RSVP to any of these engagements by e’mailing leelee@creatureconserve.com

Archive

Winter Seed Sowing Demonstration
Saturday, February 7, 10:00am – 12:00pm

Location: GALLERIES on DOWNING,
420 N. Downing St., Denver, CO 80218

Come learn about winter seed sowing techniques for native plants! Your hosts Lee Lee Leonard & Mele Avery will guide you through the steps of understanding what seeds require winter stratification and will demo a few techniques to achieve the best results. They will show you how to set up an outdoor nursery and guests will take home seeds immersed in moist sand for stratification. Milk jug sowing and water soaking milkweed seeds will also be demonstrated.

 

Nature Journaling Workshop
Saturday, February 21, 10:00am – 12:00pm

Location: GALLERIES on DOWNING,
420 N. Downing St., Denver, CO 80218

Nature Journaling bridges art and science to deepen our understanding and connection with surrounding habitats. Join us for an introduction on how to develop a creative practice of observation to carry with you. 

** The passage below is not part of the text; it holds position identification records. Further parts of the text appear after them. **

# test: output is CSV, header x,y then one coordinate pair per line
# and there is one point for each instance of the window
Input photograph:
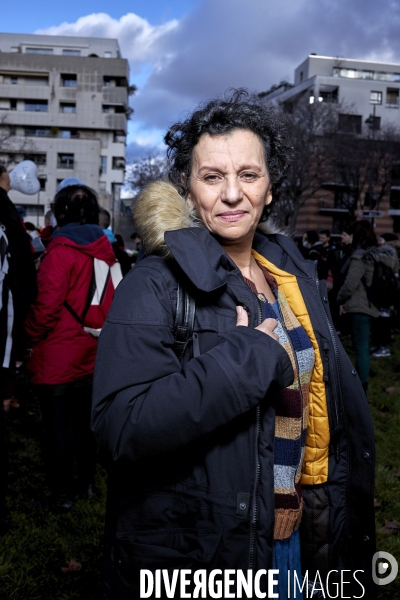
x,y
36,105
37,132
113,108
329,96
113,81
69,80
68,107
71,52
118,162
350,123
395,199
395,173
375,97
367,74
36,80
119,137
39,50
65,161
392,98
38,159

Benefits of Nature Journaling: 

  • Boosts Mental Well-being: Acts as a stress reliever, helps process emotions like anxiety or grief, and promotes mindfulness and restorative time outdoors
  • Sharpens Observation Skills: Forces you to slow down and notice details you’d otherwise miss, improving attention and critical thinking.
  • Improves Memory & Learning: The act of drawing and writing significantly aids in remembering experiences and understanding concepts. 
  • Fosters Creativity & Self-Expression: A non-judgmental space for art, poetry, and storytelling, helping to articulate thoughts and emotions.
  • Develops Scientific Skills: Encourages questioning, pattern recognition, and recording local ecological data, turning you into a citizen scientist.
  • Creates a Sense of Place: Builds a deep, personal connection to specific locations, fostering stewardship and belonging.